I Call Bullshit on Pamela Paul’s Book of Books

In a single month (September 1988 specifically), Pamela Paul, New York Times book reviewer and author of three books on marriage and parenting, claims to have read at least 15 books, a combination of some of the world’s greatest 19th Century and Modernist Lit, and a couple of not-so-classic books.

If you’re having a hard time reading the titles above, here they are:

The Scarlet Letter, Huckleberry Finn, The Red Badge of Courage, The Assistant, Heart of Darkness, Go Down Moses, The Turn of the Screw, The Dead, A Portrait of the Artist as a Young Man, The Great Gatsby, Interview with the Vampire, No One Here Gets Out Alive, Breakfast of Champions, Lady Chatterley’s Lover, and Confessions of a Pretty Lady.

How could anyone possibly polish off Henry James and James Joyce and Conrad and Crane and Malamud and Lawrence and still think to themselves, “Yeah, my brain could definitely process those in a couple of days. What’s next?”

To be fair, I don’t actually think she’s lying, it’s more that I began a similar project of recording every book I’ve read in a huge Moleskine tome I bought in Florence because I was feeling romantic and literary and bored, and I’m lucky if I knock off a book a week. This list is both insane and intimidating, but you also wonder what she’s been reading for the last 24 years if she blasted through this many classics in one go.

Even if I have a touch of size envy, I do like keeping my own list. I back it up on Goodreads and Librarything because I’m practical about the likelihood of my losing this record, but it’s nice to have a journal that essentially shows what I was interested in or trying to be interested in at different points in my life.

One thing Paul says is that she was always unable to keep an actual journal, and I believe J.K. Rowling once said that she just found herself too boring to bother writing down her experiences all the time.

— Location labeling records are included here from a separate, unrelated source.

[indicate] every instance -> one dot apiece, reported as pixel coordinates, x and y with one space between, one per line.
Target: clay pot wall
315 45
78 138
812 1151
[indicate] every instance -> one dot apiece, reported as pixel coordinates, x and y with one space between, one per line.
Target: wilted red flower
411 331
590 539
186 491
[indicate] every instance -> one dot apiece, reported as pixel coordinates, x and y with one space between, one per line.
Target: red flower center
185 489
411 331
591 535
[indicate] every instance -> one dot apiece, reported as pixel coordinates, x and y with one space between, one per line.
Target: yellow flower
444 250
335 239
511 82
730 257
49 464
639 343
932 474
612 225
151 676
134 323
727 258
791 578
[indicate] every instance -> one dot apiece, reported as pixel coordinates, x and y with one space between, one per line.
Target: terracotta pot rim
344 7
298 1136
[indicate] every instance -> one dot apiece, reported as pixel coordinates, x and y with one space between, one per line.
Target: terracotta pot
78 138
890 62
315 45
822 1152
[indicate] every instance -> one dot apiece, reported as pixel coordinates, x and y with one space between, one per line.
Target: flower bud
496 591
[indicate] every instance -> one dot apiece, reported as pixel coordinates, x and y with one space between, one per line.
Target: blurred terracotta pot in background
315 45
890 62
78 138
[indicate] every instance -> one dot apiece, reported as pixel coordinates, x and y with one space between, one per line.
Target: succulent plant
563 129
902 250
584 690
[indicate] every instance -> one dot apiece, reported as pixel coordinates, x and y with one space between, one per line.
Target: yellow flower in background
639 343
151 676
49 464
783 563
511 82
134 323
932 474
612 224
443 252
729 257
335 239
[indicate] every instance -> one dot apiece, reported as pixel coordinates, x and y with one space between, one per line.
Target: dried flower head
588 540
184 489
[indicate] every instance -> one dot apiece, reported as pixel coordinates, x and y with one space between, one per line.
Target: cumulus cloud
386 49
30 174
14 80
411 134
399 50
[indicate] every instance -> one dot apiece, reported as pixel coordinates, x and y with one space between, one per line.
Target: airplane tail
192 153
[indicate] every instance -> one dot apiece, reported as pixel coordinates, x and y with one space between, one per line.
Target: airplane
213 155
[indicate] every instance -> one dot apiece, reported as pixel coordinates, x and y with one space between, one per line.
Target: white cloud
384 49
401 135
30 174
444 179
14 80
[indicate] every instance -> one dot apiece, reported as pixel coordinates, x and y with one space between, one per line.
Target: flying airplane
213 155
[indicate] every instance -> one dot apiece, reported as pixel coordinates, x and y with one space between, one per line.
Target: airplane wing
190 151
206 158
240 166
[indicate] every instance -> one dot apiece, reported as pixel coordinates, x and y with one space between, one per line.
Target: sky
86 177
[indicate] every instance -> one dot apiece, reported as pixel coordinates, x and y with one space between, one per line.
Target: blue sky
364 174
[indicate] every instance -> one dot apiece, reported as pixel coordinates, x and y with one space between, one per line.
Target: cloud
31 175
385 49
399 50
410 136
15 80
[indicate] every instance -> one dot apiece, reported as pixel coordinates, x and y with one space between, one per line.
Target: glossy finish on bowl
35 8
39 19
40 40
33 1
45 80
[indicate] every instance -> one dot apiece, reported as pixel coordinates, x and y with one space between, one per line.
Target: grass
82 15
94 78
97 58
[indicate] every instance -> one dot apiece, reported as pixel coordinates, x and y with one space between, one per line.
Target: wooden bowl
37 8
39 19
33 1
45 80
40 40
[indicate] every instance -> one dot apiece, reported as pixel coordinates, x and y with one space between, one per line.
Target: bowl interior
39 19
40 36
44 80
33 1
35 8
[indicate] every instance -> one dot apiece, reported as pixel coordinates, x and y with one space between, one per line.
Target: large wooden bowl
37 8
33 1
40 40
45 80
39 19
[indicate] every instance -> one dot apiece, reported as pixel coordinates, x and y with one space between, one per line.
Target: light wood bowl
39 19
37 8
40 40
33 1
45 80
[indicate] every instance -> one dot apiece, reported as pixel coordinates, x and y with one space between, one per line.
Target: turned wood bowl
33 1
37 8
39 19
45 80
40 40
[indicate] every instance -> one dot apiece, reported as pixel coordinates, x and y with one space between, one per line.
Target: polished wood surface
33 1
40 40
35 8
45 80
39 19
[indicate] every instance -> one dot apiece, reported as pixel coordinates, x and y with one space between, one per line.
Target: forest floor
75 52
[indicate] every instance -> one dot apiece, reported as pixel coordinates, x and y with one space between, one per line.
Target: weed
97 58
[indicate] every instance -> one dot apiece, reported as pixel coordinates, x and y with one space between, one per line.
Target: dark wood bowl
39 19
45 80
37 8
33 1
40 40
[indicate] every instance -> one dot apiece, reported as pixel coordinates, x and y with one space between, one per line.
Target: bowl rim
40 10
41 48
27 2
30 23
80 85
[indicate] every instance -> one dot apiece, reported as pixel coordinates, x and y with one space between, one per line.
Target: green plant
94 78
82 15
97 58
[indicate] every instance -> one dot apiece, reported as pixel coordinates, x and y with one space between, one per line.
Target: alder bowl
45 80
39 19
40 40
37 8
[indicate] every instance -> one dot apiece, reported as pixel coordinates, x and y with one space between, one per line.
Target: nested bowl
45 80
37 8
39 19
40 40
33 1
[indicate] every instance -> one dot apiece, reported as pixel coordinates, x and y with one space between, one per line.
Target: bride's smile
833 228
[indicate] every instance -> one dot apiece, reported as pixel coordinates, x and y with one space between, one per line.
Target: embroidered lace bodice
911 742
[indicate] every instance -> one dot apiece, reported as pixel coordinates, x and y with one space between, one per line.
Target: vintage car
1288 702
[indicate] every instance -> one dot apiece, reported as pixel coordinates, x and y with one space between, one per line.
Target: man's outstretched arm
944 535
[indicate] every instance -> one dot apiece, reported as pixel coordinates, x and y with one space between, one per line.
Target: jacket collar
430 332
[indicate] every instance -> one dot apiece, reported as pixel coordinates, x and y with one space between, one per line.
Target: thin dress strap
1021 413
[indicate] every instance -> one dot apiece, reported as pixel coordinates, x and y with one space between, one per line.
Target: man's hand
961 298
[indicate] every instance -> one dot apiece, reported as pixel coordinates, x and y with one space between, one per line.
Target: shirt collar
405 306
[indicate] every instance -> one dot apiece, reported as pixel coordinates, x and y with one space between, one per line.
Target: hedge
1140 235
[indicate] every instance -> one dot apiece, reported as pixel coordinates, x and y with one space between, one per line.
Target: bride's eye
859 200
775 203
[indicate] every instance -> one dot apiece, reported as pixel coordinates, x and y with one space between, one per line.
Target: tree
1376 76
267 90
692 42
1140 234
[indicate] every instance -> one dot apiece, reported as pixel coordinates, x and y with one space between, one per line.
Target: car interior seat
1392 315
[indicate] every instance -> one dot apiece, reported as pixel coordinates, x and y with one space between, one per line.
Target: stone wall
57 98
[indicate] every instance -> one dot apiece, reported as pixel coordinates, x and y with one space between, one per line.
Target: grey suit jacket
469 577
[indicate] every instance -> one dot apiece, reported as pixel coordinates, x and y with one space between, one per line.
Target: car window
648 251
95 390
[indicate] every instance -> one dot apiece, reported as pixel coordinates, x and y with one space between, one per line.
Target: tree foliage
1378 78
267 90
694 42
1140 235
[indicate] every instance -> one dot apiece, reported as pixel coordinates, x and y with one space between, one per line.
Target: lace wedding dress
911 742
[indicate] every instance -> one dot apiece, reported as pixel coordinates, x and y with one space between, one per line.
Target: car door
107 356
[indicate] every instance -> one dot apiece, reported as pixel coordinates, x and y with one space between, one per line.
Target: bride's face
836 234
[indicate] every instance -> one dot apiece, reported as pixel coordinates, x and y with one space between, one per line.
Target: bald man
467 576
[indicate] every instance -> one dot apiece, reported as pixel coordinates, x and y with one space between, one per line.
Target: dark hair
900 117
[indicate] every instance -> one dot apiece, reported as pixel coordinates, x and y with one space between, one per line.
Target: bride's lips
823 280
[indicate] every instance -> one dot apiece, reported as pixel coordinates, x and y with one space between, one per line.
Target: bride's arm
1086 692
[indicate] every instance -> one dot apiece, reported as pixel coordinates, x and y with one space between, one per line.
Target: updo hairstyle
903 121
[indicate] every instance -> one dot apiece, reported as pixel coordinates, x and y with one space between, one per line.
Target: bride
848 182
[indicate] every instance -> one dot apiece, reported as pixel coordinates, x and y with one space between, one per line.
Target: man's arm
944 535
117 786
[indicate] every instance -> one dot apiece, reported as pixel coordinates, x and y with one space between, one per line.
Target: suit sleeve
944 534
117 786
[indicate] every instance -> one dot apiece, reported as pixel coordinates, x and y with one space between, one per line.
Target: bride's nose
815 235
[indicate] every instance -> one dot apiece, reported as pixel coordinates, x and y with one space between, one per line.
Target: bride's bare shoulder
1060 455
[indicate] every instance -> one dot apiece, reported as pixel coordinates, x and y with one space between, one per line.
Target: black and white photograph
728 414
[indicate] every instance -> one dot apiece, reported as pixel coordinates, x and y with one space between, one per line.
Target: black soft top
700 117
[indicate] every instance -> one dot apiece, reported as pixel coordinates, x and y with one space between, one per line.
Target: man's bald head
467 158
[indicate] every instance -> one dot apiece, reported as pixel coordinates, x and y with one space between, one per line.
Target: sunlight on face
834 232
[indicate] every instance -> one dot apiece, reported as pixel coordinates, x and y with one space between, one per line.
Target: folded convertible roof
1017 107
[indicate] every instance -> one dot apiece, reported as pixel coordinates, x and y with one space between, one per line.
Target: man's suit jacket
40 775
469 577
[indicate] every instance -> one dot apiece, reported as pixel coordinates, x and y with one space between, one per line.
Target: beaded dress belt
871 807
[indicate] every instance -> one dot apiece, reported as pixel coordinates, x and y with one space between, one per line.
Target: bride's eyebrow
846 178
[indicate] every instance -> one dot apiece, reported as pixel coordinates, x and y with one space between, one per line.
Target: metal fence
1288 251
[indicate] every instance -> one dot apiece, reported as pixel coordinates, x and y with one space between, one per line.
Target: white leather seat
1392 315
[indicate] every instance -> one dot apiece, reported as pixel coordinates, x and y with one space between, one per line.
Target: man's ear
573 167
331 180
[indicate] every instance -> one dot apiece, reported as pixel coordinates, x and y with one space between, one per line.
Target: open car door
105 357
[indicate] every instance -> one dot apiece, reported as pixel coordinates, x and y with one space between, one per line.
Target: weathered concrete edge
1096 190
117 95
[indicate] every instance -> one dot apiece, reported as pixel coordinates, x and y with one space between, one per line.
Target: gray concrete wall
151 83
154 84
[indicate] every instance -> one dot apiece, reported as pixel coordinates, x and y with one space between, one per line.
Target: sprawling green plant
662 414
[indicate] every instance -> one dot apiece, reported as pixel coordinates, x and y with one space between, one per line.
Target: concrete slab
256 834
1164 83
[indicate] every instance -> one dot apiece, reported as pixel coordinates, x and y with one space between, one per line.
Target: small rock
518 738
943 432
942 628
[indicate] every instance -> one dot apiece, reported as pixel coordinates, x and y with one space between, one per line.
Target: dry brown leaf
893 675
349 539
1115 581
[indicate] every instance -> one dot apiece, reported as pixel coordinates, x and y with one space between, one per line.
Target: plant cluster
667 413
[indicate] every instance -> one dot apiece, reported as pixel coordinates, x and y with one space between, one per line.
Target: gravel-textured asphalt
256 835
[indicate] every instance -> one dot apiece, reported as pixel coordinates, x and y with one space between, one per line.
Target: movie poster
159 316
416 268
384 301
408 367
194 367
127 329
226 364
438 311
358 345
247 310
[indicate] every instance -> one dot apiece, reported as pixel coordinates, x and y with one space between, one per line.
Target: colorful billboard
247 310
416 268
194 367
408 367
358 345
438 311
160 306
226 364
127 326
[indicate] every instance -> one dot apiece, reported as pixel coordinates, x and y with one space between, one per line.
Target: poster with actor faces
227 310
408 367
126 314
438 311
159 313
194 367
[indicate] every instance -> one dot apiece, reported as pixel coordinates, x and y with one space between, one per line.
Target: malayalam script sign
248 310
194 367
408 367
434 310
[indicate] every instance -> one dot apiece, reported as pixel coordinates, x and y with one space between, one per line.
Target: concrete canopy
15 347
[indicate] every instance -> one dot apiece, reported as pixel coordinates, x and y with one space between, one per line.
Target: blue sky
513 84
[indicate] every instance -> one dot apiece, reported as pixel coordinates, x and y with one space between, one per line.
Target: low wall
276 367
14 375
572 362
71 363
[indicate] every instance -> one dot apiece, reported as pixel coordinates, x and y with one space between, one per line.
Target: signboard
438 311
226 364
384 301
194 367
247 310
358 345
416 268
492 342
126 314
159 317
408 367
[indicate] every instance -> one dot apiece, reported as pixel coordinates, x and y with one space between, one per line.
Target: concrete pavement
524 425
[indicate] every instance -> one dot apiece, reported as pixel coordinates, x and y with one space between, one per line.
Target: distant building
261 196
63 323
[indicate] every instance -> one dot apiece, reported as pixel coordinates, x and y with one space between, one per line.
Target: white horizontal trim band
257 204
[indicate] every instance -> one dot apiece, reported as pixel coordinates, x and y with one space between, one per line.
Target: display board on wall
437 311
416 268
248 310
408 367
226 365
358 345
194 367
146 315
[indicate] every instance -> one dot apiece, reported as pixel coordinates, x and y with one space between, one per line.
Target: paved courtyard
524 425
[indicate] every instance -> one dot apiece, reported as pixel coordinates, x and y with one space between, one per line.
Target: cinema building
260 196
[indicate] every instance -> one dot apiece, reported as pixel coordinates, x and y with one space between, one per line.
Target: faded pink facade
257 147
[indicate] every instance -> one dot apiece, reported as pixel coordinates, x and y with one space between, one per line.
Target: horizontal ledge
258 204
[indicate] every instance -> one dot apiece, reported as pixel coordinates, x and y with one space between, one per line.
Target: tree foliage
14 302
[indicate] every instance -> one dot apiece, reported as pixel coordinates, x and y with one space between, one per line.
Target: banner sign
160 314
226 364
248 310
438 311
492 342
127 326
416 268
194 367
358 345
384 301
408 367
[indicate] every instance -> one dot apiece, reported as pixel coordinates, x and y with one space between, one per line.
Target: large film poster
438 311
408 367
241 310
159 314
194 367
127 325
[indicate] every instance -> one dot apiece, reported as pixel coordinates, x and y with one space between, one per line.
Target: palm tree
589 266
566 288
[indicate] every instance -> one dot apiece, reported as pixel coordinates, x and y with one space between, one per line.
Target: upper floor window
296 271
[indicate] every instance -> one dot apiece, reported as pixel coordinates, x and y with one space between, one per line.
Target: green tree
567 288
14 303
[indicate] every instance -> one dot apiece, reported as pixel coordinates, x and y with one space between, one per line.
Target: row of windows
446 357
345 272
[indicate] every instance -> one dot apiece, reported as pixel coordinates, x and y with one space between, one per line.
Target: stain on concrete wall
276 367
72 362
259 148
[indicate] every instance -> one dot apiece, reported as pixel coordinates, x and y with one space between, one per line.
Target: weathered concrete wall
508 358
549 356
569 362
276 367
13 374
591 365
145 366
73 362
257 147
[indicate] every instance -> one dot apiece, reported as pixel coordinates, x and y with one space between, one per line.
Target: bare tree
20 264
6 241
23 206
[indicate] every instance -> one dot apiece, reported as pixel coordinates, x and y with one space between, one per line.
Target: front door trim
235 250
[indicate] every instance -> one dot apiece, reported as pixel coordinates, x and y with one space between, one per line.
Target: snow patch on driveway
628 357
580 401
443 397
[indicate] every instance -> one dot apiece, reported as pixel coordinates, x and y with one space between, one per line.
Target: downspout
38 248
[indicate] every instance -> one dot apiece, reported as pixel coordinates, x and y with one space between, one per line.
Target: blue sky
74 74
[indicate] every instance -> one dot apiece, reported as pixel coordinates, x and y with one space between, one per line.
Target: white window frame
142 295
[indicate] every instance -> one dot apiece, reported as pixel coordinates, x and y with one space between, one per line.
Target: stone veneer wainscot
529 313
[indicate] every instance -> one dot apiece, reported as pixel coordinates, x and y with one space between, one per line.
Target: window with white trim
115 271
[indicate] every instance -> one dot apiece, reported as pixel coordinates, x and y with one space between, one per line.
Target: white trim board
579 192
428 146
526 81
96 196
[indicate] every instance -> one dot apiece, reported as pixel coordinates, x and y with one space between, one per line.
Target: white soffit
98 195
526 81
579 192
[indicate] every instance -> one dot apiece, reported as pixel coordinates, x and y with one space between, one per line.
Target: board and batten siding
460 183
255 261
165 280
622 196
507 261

I’m pretty much the same. Every once in a while I decide that I need to start recording my life, then promptly become bored with it and decide to spend my time reading a story I haven’t heard before.

What about you all? Do you keep a record of the books you read, or do you journal? Scrapbook? Quilt? Mosaic? Fingerpaint, etc.?

12 thoughts on “I Call Bullshit on Pamela Paul’s Book of Books

  1. I keep my books updated in a journal and on goodreads. I’ve definitely read 15 books in a month this year, but none of them as ridiculous as her list. I just really love reading so I eat my way through books. I wouldn’t want to read Joyce and Conrad in one month though, I’d rather spend a day canning corn or something. It sounds too much and what are you really getting?

    • The one issue I have with Goodreads, compared to, say, a hard copy or Library Thing, is that I feel like it just “piles” the books rather than listing them.

      With that said, Goodreads has what is undeniably the most attractive interface.

      I also agree vis a vis not “scarfing” good lit. You can’t get anything out of The Turn of the Screw if you skim it.

  2. My booklist would be unimpressive (at least from a “literary” standpoint. ) I read a lot of STephen King, CLive Barker, James Rollins. ANd literary ppl can often be “snobbish” when it comes to popular fiction. LOLz

      • Plus I think a lot of popular fiction writers are undervalued for their “literary” merit because their themes I guess are not “worldly” enough. ~rolls eyes~ I have learned SO much from King as a writer, but he is scoffed at by the book snobs. 😉

  3. Well, I don’t know if Paul was telling the truth and I don’t know how fast she reads and I don’t know how much of a skimmer she is. But, a lot of these books are pretty short. Her Joyce and James selections are as easy as they come for those two. “Heart of Darkness” is a novella. “Gatsby” moves at a good clip and is not long. If she just read the story “Go Down Moses” not all of the stories in the book by the same title, she saved a bunch of time. In my opinion, you can read every third page of a Lawrence novel and not miss anything. The list seem possible, in any case. If she had claimed to have read “Infinite Jest” and “Atlas Shrugged” in the same two week period, I’d think she was teasing us.

    • Fair enough — and I do hope that I made it clear that I don’t completely think she’s BS-ing, I’m mostly just jealous at her accomplishment. It’s also incredibly possible that she was either in Grad school at the time, or was taking a month off. If I had a month off completely from school and work, I’d be a reading fiend.